Understanding Bond Strength & Tack in Lamination Adhesives
In the technical world of lamination, the terms 'tack' and 'bond strength' are often used to describe an adhesive's performance. While they are related, they represent two distinct and equally critical properties that determine the success of a lamination process. A nuanced understanding of both is essential for selecting the right adhesive and optimizing production lines for quality and efficiency. Simply put, tack is the initial stickiness that holds substrates together on the machine, while bond strength is the ultimate, permanent adhesion that ensures the product's long-term durability. Misunderstanding this difference can lead to poor material selection, production inefficiencies, and costly product failures in the field.
Tack, often referred to as 'initial tack,' 'wet grab,' or 'green strength,' is the property of an adhesive that allows it to form an immediate bond upon contact with a substrate with minimal pressure. This initial stickiness is crucial for high-speed lamination machines where substrates are brought together for only a fraction of a second in the nip roller. High initial tack ensures that the layers are held together firmly as they move through the machine, preventing common defects like tunneling, wrinkling, or immediate delamination before the adhesive has had time to fully cure. An adhesive with poor tack may allow the layers to shift or separate, leading to significant material waste and production downtime. It's the property that gets you off the machine successfully.

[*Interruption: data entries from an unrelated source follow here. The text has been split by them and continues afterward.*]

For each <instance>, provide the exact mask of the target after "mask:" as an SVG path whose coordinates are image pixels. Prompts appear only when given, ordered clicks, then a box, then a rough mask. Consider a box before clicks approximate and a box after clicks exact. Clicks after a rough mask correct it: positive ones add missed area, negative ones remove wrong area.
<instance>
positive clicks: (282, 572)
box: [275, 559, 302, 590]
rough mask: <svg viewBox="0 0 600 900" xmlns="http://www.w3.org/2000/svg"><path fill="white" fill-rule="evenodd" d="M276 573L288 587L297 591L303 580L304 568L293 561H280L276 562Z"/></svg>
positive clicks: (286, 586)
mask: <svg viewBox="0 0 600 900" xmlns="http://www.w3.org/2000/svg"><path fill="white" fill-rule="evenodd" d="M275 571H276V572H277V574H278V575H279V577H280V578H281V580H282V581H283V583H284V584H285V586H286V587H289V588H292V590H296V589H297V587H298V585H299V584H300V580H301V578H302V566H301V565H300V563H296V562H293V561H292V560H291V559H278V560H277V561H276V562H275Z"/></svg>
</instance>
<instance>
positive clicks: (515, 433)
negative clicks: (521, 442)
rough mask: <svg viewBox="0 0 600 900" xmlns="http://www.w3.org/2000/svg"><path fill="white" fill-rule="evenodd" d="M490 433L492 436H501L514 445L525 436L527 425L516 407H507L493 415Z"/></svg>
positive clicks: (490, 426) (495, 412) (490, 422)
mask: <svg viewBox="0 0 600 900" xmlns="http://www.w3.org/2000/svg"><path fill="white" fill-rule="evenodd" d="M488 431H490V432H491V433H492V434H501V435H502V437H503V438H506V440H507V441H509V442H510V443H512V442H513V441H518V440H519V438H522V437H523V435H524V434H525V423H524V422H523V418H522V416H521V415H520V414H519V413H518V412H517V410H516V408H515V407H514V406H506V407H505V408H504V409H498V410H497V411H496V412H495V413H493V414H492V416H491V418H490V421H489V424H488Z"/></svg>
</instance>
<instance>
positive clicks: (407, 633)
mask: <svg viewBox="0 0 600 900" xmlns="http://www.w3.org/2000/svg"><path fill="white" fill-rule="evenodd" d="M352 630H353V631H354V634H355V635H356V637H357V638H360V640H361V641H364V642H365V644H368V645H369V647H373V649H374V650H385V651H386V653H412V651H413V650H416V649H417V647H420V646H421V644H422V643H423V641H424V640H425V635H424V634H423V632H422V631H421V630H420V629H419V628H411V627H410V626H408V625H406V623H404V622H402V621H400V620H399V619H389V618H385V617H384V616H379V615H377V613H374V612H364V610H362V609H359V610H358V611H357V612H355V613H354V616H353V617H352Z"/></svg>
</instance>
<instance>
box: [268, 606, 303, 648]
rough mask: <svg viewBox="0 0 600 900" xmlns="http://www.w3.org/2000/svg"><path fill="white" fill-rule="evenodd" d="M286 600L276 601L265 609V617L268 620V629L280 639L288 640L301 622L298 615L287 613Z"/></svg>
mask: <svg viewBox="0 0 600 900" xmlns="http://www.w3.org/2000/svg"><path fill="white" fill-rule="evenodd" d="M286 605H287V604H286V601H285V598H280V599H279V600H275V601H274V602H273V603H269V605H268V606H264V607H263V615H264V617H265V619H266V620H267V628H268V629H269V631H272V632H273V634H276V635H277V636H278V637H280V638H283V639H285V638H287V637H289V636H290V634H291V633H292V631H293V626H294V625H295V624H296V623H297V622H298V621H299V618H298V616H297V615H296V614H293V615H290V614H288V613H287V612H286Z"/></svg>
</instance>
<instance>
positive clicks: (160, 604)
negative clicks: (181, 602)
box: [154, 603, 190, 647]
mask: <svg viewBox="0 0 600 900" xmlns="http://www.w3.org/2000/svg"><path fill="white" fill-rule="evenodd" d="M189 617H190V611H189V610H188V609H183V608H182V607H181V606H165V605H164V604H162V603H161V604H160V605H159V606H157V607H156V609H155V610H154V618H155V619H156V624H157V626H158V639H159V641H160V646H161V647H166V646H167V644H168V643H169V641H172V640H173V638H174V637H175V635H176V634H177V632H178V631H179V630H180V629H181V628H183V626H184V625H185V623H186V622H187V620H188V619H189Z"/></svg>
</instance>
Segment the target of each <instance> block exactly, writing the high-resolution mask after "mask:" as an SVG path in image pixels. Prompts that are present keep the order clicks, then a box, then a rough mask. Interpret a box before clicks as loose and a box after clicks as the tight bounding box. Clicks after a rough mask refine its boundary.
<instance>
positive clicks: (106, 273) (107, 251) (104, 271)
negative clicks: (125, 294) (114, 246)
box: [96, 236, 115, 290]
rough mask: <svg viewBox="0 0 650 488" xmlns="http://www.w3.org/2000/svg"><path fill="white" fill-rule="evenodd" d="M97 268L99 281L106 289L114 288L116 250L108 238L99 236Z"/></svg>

Final bond strength, on the other hand, refers to the ultimate strength of the adhesive bond after it has fully cured and set. This is the measure of the force required to separate the two laminated substrates and is the ultimate indicator of the lamination's durability and longevity. This property is measured through various standardized tests, such as peel tests (measuring the force needed to pull layers apart at a specific angle and speed) and shear tests (measuring resistance to forces sliding in parallel). The required bond strength depends entirely on the end-use application—a flexible food pouch requires high bond strength to withstand handling and product weight, while a protective film might need a lower, controlled bond strength to allow for clean removal by the end-user. This is the property that ensures the product performs as intended throughout its lifecycle.
A successful lamination requires a carefully engineered balance of both properties. An adhesive might have excellent final bond strength, but if its initial tack is insufficient for the machine speed, it is unusable. Conversely, an adhesive with great tack but poor final bond strength will lead to field failures and damage a brand's reputation. At Kubron's in-house QC laboratories, we conduct rigorous testing to ensure our products, like the Aquatack Plus PF, deliver the optimal balance. By simulating real-world application conditions and analyzing peel strength, shear resistance, and environmental stress durability, we engineer adhesives that provide both the immediate tack for high-speed efficiency and the long-term, durable bond strength for ultimate product integrity. This ensures our customers receive a solution, not just a product.